Cortex automatically converts these placeholders into actual document data before sending to the model.

These suffixes are exclusively used in model messages with double curly braces:

Guidelines for Choosing Between Contents and Images

  • Use :contents for:

    • Long documents where cost is a concern
    • Simple analysis tasks
  • Use :images for:

    • Complex documents
    • Forms
    • Documents with important visual elements
    • Tasks requiring high accuracy

Accessing File Data in Code Steps

Utilize utility functions to access file contents and images:

CODE_STEP
const documentContents = util.getFileContents(input.document);
const documentImages = util.getFileImages(input.document);

File Content Structure

The file content structure in code steps varies depending on whether multiple file uploads are enabled:

{
  id: number;
  type: string;
  content: string;
  content_as_html?: string;
  page: number;
  parent?: number;
}

Single file upload example:

CODE_STEP
const contents = util.getFileContents(input.document);
contents.forEach((content) => {
  console.log(`Page ${content.page}: ${content.content}`);
});

Multiple file upload example:

CODE_STEP
const contents = util.getFileContents(input.document);
contents.forEach((fileContents, fileIndex) => {
  fileContents.forEach((content) => {
    console.log(
      `File ${fileIndex + 1}, Page ${content.page}: ${content.content}`
    );
  });
});

File Images Structure

File images are returned as an array of image URLs:

CODE_STEP
const images = util.getFileImages(input.document); // images = ['https://...', 'https://...']

For multiple files:

CODE_STEP
input.document.forEach((file) => {
  const fileImages = util.getFileImages(file);
  console.log('Images for file:', fileImages);
});

Simple Examples

  1. Audio to Lyrics Converter Takes a song audio file and outputs the lyrics.

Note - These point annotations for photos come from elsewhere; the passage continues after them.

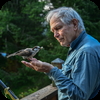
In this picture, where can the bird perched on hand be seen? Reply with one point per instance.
(26, 53)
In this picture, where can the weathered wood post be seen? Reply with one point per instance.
(58, 63)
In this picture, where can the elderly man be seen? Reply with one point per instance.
(79, 78)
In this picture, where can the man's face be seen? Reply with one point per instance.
(65, 34)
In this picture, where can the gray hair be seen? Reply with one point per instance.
(65, 14)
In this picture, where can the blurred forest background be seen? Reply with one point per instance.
(22, 25)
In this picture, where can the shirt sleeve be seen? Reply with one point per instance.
(84, 77)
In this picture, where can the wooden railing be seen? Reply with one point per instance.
(49, 92)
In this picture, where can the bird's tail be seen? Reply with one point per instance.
(10, 55)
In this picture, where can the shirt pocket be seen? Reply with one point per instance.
(67, 70)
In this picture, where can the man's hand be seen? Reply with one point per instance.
(38, 65)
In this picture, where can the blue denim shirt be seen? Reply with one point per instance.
(79, 78)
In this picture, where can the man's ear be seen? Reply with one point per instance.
(75, 23)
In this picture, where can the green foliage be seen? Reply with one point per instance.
(21, 26)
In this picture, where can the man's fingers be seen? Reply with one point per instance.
(27, 64)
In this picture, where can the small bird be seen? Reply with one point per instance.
(26, 53)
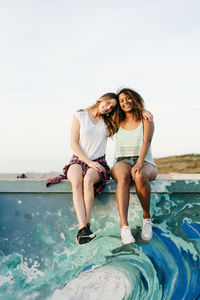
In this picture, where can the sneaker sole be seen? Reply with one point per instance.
(126, 243)
(146, 239)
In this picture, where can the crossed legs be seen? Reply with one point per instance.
(83, 192)
(122, 174)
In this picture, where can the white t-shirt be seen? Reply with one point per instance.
(93, 137)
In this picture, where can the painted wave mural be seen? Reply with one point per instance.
(41, 260)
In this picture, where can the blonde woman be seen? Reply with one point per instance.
(88, 170)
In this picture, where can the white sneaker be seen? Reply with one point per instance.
(147, 232)
(126, 235)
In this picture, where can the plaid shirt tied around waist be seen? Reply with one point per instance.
(99, 186)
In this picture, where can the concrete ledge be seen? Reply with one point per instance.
(64, 187)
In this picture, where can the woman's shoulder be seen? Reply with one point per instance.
(80, 113)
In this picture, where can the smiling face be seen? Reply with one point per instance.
(106, 106)
(126, 102)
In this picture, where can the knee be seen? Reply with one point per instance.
(77, 183)
(124, 178)
(88, 181)
(140, 178)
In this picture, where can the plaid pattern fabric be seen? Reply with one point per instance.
(98, 187)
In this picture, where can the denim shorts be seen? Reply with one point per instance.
(131, 160)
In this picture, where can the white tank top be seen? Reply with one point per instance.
(93, 137)
(129, 143)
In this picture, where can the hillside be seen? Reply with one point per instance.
(188, 163)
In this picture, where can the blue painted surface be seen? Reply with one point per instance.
(41, 260)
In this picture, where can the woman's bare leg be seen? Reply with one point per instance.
(143, 189)
(121, 172)
(90, 178)
(75, 176)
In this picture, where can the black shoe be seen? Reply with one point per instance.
(85, 235)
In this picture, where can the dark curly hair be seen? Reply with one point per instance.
(138, 104)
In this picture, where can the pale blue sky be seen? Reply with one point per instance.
(58, 56)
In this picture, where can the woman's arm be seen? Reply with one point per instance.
(147, 138)
(75, 136)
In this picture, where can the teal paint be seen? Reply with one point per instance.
(41, 260)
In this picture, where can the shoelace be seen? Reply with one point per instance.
(146, 227)
(127, 230)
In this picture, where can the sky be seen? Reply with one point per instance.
(57, 56)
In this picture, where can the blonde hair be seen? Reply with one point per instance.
(109, 119)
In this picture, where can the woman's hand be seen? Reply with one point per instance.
(147, 115)
(136, 168)
(95, 165)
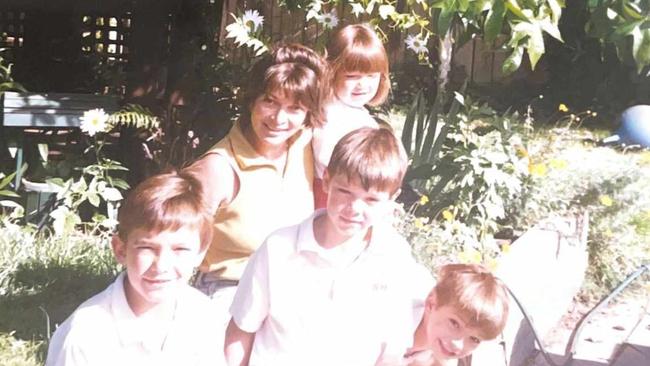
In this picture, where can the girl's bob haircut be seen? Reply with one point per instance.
(357, 48)
(292, 70)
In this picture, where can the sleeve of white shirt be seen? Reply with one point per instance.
(251, 303)
(63, 351)
(417, 282)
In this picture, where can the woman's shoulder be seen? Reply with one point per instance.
(218, 177)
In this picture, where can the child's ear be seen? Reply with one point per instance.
(119, 249)
(431, 302)
(326, 181)
(202, 250)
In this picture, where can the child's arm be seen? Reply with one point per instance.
(249, 309)
(238, 345)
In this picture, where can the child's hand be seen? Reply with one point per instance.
(420, 358)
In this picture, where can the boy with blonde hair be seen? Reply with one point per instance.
(468, 305)
(149, 315)
(324, 292)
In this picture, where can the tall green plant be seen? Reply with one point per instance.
(7, 82)
(626, 25)
(467, 161)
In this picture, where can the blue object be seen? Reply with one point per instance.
(635, 126)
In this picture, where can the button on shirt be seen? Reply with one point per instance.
(341, 306)
(105, 331)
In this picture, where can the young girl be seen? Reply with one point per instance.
(358, 76)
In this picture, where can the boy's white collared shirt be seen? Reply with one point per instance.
(105, 331)
(314, 306)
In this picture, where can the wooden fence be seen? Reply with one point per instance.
(481, 64)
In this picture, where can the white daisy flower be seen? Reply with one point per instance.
(328, 20)
(93, 121)
(357, 9)
(416, 44)
(252, 19)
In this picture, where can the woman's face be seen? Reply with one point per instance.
(275, 117)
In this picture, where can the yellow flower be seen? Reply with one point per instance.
(645, 158)
(558, 164)
(418, 223)
(492, 264)
(521, 152)
(447, 215)
(537, 169)
(423, 200)
(606, 200)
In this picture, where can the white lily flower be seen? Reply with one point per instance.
(239, 32)
(252, 19)
(93, 121)
(328, 20)
(357, 9)
(416, 44)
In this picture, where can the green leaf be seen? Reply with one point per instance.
(94, 199)
(633, 11)
(409, 122)
(444, 20)
(462, 5)
(494, 21)
(43, 151)
(627, 28)
(551, 29)
(515, 9)
(6, 180)
(512, 62)
(641, 48)
(535, 46)
(386, 10)
(556, 10)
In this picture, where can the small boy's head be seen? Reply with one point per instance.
(164, 231)
(468, 305)
(363, 177)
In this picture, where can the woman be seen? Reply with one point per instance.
(259, 177)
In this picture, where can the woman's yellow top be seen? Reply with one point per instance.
(268, 199)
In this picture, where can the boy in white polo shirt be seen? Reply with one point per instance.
(149, 315)
(337, 289)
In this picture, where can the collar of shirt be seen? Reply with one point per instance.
(133, 330)
(244, 153)
(339, 256)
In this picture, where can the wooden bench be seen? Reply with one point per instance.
(34, 111)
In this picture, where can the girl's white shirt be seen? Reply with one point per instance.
(340, 119)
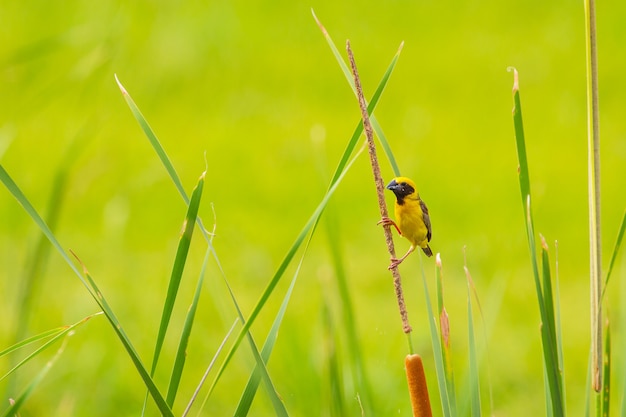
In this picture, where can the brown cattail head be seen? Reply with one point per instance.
(417, 386)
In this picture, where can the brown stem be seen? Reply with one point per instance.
(380, 190)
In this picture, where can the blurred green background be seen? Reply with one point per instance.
(255, 86)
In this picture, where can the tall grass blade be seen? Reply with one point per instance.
(174, 176)
(548, 326)
(17, 404)
(92, 288)
(378, 92)
(208, 370)
(593, 152)
(548, 331)
(349, 329)
(474, 381)
(444, 336)
(154, 141)
(437, 353)
(281, 270)
(253, 382)
(32, 339)
(616, 247)
(337, 407)
(178, 268)
(606, 373)
(181, 353)
(56, 335)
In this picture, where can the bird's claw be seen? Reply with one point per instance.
(385, 221)
(394, 263)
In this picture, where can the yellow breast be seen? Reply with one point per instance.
(410, 220)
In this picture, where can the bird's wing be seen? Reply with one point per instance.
(426, 220)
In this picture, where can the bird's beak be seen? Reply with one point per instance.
(392, 185)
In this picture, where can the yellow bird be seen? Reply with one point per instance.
(413, 221)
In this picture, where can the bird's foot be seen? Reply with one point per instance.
(394, 263)
(386, 221)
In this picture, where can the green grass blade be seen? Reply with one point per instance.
(474, 382)
(616, 247)
(174, 176)
(547, 318)
(375, 97)
(32, 339)
(281, 270)
(56, 333)
(548, 331)
(437, 349)
(606, 374)
(444, 337)
(178, 268)
(130, 349)
(17, 404)
(91, 286)
(349, 330)
(253, 382)
(154, 141)
(337, 407)
(208, 370)
(181, 354)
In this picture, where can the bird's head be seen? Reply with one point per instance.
(402, 187)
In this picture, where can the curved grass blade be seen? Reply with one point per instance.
(548, 337)
(444, 337)
(281, 270)
(253, 382)
(618, 244)
(17, 404)
(375, 97)
(437, 351)
(473, 360)
(178, 268)
(181, 354)
(91, 287)
(355, 357)
(32, 339)
(206, 373)
(147, 130)
(606, 374)
(56, 333)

  2. Video Summarizer Processes a video file and generates a summary.

  3. PDF Question-Answer System Analyzes multiple PDF files to answer questions.

Troubleshooting

Here are some common issues and their solutions:

Parse error when uploading a file

Parse errors during file upload typically occur when there’s a mismatch between the file type and the enabled parsing settings. Here’s what you need to know:

  1. File Type Compatibility:

    • Text/content extraction works with: PDF, Word docs, text files
    • Image extraction works with: PDF, image files (PNG, JPG, etc.)
    • Video/audio files cannot be parsed for text or images
  2. Common Error Scenario: If you’ve enabled content or image extraction in the file field settings (as shown in prerequisites), but upload an incompatible file type like video or audio, you’ll receive a parse error.

To resolve this, ensure your file field settings match the types of files you plan to upload. For video and audio files, extracting content or images will not work.